Pasqua is starting to put funds and resources to learn, first of all, in order to be prepared for when we will put the foot on the gas.

That is one project. Another project that I am very proud of is called ‘Tannin never tasted better’ which was launched in 2018. Here we are on the social sustainability on what we did for our community.

Talent Never Tasted Better has seen Pasqua as mentor to 3 Veronese talents who have in common many values with Pasqua. Pasqua helped them complete their dreams and project so that they can bring their project all over the world and start a domino effect on their careers and be an inspiration to others.

So, from Veronese talents which became the face of our communication platform, so the way Pasqua spread out the message of their values, we stretched the programme towards other Italian talents, different disciplines, different arts, and then to International talents.

So since 2018, basically 20 collaborations between Pasqua and those talents that ended up here in Verona, VinItaly Special Edition, with this immersive installation which we commissioned from a Roman collective of artists called Nunn. They made this incredible piece of art in the Galleria Mercadato, open to the public for free.

We are celebrating dreams. Dreams are the fuel of creativity. Without dreams we couldn’t have the vision so we are celebrating with this last effort, 4 years of collaboration, 20 artists.

NB: I think this is important because when the industry talks to itself, you talk about bottle weight or very technical things. When you are talking to your drinkers, people who like the experience of Amerone or your other wines, you have to be creative, you have to think sideways.

I was at the exhibition yesterday and I thought it was an experience.

RP: Absolutely. Creativity is the first value of our house. All of our most important wines have huge creativity content from the winemaking side and to the wine labels and on to how they are communicated.

So, this is who we are and indeed this link between Pasqua and art is a very distinctive link for us. It is what makes Pasqua unique in our environment.

NB: Can you leave us now with your message about how you think about the future we are facing when all of these things come together?

RP: My overall message is starting from the wine and I am not only talking about Pasqua, not only Verona, not only Veneto, we are talking about the whole Italian wine industry, I am bullish for the future.

I think we need to go out there conscious that Italian wine is second to nobody, also conscious that we have a lot of investment to do in order to keep increasing our value, in order to close the gap to other categories.

But we can do it because we have great entrepreneurs, great artisans, great winemakers. 'Made In Italy' by itself has a very powerful leverage all over the world.

In terms of sustainability, my message is that we have to be brave, we have to be ambitious.
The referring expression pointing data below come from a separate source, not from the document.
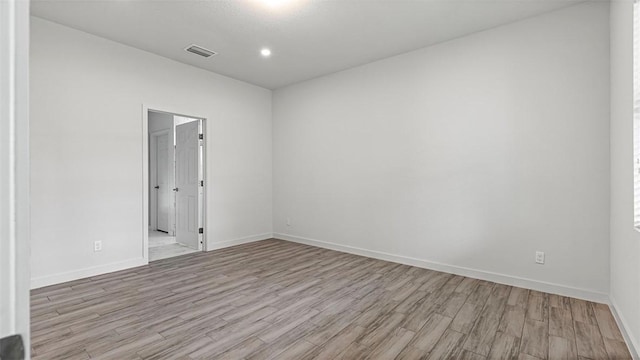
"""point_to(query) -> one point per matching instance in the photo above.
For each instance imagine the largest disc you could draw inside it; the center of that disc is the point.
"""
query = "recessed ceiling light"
(275, 3)
(199, 50)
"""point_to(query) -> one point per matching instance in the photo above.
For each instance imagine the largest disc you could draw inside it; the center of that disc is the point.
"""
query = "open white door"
(163, 186)
(14, 179)
(187, 183)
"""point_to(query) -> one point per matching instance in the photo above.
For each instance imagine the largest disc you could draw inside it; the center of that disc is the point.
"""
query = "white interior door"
(187, 183)
(163, 186)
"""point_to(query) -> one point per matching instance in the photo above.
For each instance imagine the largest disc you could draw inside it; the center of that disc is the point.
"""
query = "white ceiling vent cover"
(199, 50)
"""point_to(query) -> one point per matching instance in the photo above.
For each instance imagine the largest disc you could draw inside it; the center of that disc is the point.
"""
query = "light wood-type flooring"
(279, 300)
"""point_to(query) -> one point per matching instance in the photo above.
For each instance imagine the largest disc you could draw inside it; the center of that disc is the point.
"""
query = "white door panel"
(187, 183)
(163, 186)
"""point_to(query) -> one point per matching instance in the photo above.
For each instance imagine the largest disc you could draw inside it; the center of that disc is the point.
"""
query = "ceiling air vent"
(199, 50)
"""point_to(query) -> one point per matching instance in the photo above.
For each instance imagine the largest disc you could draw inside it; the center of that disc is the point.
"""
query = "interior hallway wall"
(625, 240)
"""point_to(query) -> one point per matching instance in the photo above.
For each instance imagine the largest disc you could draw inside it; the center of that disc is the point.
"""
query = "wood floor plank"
(505, 347)
(535, 338)
(562, 349)
(589, 341)
(279, 300)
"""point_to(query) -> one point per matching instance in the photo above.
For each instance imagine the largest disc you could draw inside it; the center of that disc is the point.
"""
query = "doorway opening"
(176, 184)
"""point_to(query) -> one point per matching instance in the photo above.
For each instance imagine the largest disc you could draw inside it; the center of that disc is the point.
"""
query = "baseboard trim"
(624, 329)
(127, 264)
(458, 270)
(249, 239)
(85, 273)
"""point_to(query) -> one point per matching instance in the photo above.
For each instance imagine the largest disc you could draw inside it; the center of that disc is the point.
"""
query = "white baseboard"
(227, 243)
(86, 272)
(458, 270)
(624, 329)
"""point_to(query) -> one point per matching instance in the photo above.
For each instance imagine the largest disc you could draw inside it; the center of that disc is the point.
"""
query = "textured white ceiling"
(308, 38)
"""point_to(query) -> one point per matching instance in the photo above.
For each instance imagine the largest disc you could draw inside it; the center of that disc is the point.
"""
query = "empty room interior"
(308, 179)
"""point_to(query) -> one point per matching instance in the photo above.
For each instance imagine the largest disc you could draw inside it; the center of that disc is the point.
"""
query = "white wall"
(467, 156)
(159, 121)
(87, 95)
(625, 240)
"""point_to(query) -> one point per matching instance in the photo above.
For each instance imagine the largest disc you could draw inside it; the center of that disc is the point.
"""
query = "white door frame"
(145, 174)
(153, 200)
(14, 175)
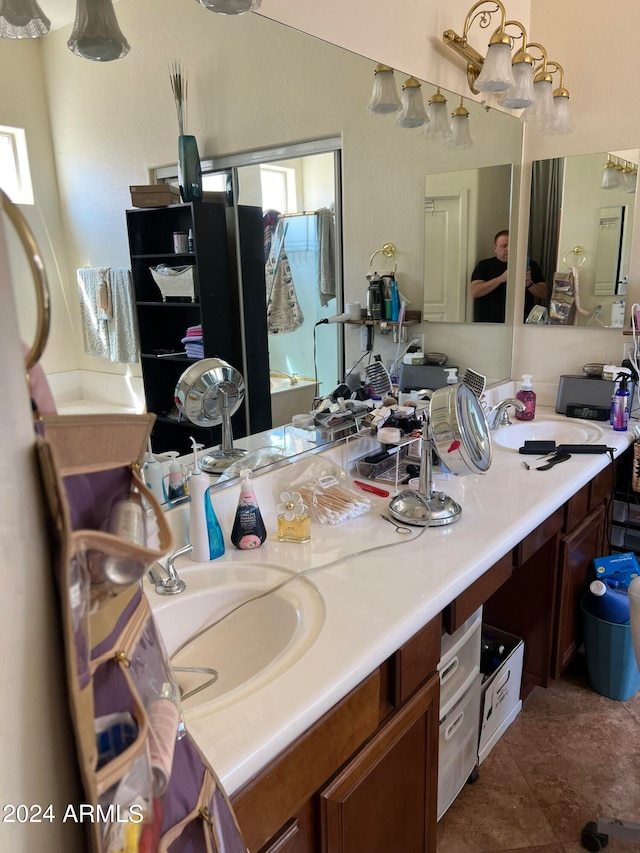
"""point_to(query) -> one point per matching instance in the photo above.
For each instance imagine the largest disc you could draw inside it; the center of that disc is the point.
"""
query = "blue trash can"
(611, 661)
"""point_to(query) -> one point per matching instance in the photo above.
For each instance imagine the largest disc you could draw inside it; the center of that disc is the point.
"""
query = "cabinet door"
(386, 798)
(577, 549)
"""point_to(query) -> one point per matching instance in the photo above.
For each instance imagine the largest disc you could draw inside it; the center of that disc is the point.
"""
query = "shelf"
(150, 303)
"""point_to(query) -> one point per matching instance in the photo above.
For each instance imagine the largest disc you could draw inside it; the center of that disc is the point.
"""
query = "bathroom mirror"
(577, 224)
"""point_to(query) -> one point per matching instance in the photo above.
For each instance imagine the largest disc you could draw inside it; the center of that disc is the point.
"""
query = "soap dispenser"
(248, 528)
(205, 534)
(526, 395)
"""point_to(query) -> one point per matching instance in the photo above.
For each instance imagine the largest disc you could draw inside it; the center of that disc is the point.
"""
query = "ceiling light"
(22, 19)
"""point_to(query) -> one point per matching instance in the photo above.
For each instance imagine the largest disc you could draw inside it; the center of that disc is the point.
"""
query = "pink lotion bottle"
(526, 395)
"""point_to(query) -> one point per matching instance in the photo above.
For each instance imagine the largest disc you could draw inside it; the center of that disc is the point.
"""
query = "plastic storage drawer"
(458, 749)
(460, 661)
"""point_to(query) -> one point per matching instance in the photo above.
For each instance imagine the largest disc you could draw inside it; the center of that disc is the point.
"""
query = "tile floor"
(570, 755)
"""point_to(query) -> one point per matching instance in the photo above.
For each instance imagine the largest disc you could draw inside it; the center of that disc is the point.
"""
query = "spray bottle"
(204, 530)
(621, 403)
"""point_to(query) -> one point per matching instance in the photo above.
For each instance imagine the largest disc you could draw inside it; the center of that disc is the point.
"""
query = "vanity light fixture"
(522, 85)
(231, 7)
(384, 98)
(437, 126)
(413, 113)
(460, 131)
(22, 19)
(610, 179)
(96, 34)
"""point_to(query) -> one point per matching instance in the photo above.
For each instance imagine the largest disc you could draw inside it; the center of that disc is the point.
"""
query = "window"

We need also our European policymakers to incentivise us in different ways. 

But the message here is 'let's go', let’s start, we need to move it forward and be ambitious because at the end of the road, the future consumer, the young kids, will evaluate this as the key thing. So it is strategic for our reputation.

Last but not least, communication. We were talking about creativity and my message is that we need to speak the wine language in a less self-celebratory way, less complicated way. Still of course technical but we need to catch the hearts of the millennials and consumers of the future.

Again be brave and try to use their codes and their language and always have a lot of respect for our heritage, always leveraging the generations of know-how in making wine but try to see the wine industry from their point of view.